I beg to differ. History can tell you a lot about contemporary policy, especially an act such as this one which was introduced in the U.S. as part of New Deal legislation in the 1930s. But why did Bismarck enact it? In part, to quell labor unrest. He did it to appease labor which was obviously pushing for more radical reform. Social security was just enough to keep them happy with a labor reform and to not hurt capital too much. The fact that social security was instituted as part of New Deal reforms at a time when, as Sombart would later write, "workers learned to look toward the State to solve their conflicts with capital" (paraphrased) tells you a lot about historical contingency and how it influences contemporary policy. In short, policies that are sometimes seen as a victory for leftists were really, at another point in time, merely a compromise between parties who were looking towards much more radical change -- that goes for both labor and capital! And even further, that very fact changed how future labor radicalism in unions was expressed!! (Think carefully about the Sombart quote!)
So given the importance of history, might we find elements of so-called "primitive societies" in our contemporary one? And if so, how do they interact on the scene of policy or academic discussions? It's a big question to tackle but their are clues in the example of Bismarck's policy. This is my specific thesis: The historical and contemporary existence (both of which need to be proved) of moral economies -- more specifically, institutions of democratic governance of the economic sphere-- work against capitalist institutions that have aimed, since day 1, to separate the spheres of politics and economy.
The first important question is: how do we demonstrate the existence of these moral economies? (But don't forget, we eventually want to arrive at an answer to the question of "why study traditional economic institutions?") A helpful related question is, how do you "see" capitalism? I've never written a blog post on "Why 'Imagining History'?" but this is exactly what I mean by it: we must accept that we are largely informed of history through other people imagining historical events, constructed of course from letters and other documents, other evidence that is necessarily incomplete. The task of understanding history is to imagine for yourself in the most complete way how events took place and then unfolded as a sequence. Here we are confronted with the possibility of imagining what capitalism looked like in the early 1800s U.S. and imagining its alternatives.
This is the end of part I, which has summarized the background, motivation and initial problems for exploring the question of the uses and abuses of praising traditional economic institutions. Part II to come in a day or two! And please, feel free to post your own thoughts/answer to the question. I will try to incorporate these views into future posts.
So I am wondering....without bothering to do the background reading myself....
ReplyDeleteDo the libertarian arguments you read claim that it is counterproductive to study past societies, or rather that it is counterproductive to be nostalgic for them, and by extension try to return to them?
I think there is an important difference inherent here. Attempting to return to an ideal (that probably never existed as in the case of the wholesome American family of four)is counterproductive in trying to advance modern society.
On the other hand studying why we have those ideals, and why people are nostalgic for them can advance our understanding of the modern society we are trying to shape.

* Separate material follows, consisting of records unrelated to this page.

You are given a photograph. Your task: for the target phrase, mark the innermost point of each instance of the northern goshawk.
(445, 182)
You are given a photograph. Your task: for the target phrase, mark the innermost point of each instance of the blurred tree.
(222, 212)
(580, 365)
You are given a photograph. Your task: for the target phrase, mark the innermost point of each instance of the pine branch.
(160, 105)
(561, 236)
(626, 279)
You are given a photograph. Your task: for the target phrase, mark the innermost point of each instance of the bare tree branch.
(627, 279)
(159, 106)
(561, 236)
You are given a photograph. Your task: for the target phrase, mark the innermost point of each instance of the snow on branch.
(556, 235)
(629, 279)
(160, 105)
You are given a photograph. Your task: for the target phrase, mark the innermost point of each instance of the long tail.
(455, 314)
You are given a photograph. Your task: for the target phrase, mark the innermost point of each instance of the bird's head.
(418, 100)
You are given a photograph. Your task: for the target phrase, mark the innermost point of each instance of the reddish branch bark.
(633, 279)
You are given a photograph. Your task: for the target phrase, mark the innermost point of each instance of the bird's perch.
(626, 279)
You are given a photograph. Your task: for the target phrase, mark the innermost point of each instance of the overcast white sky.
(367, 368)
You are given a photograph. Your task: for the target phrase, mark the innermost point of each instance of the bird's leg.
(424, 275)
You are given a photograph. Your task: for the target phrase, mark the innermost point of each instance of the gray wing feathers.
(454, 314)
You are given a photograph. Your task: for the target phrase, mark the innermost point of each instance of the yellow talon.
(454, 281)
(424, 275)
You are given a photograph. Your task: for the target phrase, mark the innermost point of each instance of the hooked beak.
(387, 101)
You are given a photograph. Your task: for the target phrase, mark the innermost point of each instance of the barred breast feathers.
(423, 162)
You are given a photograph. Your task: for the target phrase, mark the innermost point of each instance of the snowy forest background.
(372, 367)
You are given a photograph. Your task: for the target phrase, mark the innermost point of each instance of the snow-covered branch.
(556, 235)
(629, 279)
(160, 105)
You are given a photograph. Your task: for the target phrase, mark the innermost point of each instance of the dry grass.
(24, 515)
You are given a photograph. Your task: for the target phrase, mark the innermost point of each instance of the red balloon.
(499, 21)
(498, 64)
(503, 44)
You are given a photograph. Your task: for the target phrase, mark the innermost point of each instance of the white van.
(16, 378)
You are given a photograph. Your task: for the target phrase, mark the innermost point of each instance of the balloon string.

I am not trying to be "nice" and claim that maybe you and them are right, but rather expressing my ignorance of the idea that you are refuting here.
The libertarians disagree with both, I think, but for different reasons.
ReplyDeleteThey disagree with being nostalgiac for them because those times are ones that, e.g. "no liberal would ever want to return to" (in context of praising the 50s and 60s as a great period of prosperity in the U.S.). Here, you're right in saying that it doesn't make much sense for advancing society.
They disagree with studying past traditional economies and traditional institutions because they believe that those who do this have an incorrect theoretical model in their minds with which they view traditional institutions -- a theoretical model which rests on a faulty view of human nature (too optimistic! and Marxist of course)
This really is the root appeal of the "New Left" historians who study moral economies. They are not, in essence, trying to blindly praise these pre-capitalist institutions but rather they believe that the "decommodifying and communal spirit" of these traditional economies is something which can be carried into the Revolution towards socialism. Now, I want to note that this above point is by no means absolute: there _are_ some moral economists out there who are all about going back to this previous period; I am merely stating that I don't think you can make this blanket argument against the moral economists.